BKL: Conspiracy has been a theme in your works ever since Illuminatus! Would you comment on contemporary interest in conspiracy theories and its sources?

WILSON: I see at least three sources. First, the government and the major media have gotten caught in so many bare-faced lies that most people don’t trust them anymore. Everybody wants to know what the hell is really going on, and conspiracy theories provide quick, easy answers. Secondly, some conspiracy theories make a certain amount of sense, or at least they make more sense than the official line handed out by Washington and NBC-ABC-CBS, et al.

Thirdly and most important, we live in a time of ever-increasing information acceleration, which necessarily means ever-escalating chaos. I’m using both information and chaos in their technical mathematical sense. Information = binary units of unpredictable-in-advance new data; chaos = unpredictable-inadvance change in systems. The more information flow accelerates, the more the world changes chaotically, unpredictably, suddenly. People who can’t follow this simple mathematical argument perforce have to find simpler answers. Usually they ask “Who’s doing this?” or, even more likely, “Who’s to blame for this?” Once you’ve asked those questions, you have started thinking like a conspiracy buff.

According to statistician Georges Anderla, information doubled between the birth of Christ and A.D. 1500. What happened next? The Renaissance. In 17 years–one breeding generation–the first successful Protestant revolution in Germany (1517). Seventeen years later, 1534, the second successful Protestant revolution in England. Thereafter, about 250 years of religious wars. Information doubled again by 1750. Results: the Industrial Revolution, the American and French Revolutions, the first Mexican Revolution, the decline of feudal-agricultural society, the rise of capitalist democracy. Information doubled again by 1900, followed by relativity, uncertainty, surrealism, two world wars, the rise of fascism and communism.

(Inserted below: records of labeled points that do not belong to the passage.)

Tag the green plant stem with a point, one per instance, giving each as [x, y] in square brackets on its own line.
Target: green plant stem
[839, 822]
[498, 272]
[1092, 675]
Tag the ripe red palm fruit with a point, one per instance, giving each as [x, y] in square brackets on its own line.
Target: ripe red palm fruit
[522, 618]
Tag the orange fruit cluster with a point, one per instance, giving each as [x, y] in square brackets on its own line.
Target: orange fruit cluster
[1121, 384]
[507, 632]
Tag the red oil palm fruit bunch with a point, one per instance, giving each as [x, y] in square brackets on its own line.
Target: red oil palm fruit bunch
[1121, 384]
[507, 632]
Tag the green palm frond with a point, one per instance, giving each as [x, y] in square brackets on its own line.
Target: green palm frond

Information doubled again by 1950, followed by cybernetics, a long cold war, the age of anxiety. In each case, most people became conspiracy buffs: they looked for somebody else to blame for the abrupt, unpredictable changes. Now information is doubling every year, and we have more conspiracy theories than ever. As mathematician-economist Theodore Gordon says, every time he finds a fractal (chaotic chain) in a corporate profit cycle and tries to explain it to the client, they exclaim, “Who’s doing it?” Most people don’t have enough math. They always look for an agent or first cause instead of looking at the interrelated functions synergetically.

BKL: We’re conducting this interview by e-mail: me in Chicago, you in Santa Cruz. Would you comment on the rise of the internet in terms of your philosophical and social ideas?

WILSON: I consider the computer the most revolutionary invention of all time. A computer “is” NOT a machine as previously known, but a metamachine: it becomes a potentially infinite number of machines, depending on the software you put in it. This means ever-increasing unemployment, as Norbert Wiener of MIT realized 50 years ago. Or, in Buckminster Fuller’s terms, it represents a giant leap in “ephemeralization,” or “doing more with less.” Our whole socioeconomic system will go through increasing chaos until we reorganize on a higher level of coherence.

The ‘net seems even more interesting. Hitherto, freedom of the press (or media in general) has belonged to those who own the press or media. I have always regarded the Marxists as correct on that one point. All previous media have been centralized-monopolized, and dissidents just didn’t count as news—they became marginalized, as Noam Chomsky says. The Internet, the Web, the e-mail, the newsgroups, etc., have no monopolized-centralized censor or control center as such. We will get dragged, kicking and screaming, into real freedom of communication. I think it can only stabilize at a level of world-round desovereignization. The ‘net will replace governments: the future looks like a ramshackle technoanarchy to me, and I love it.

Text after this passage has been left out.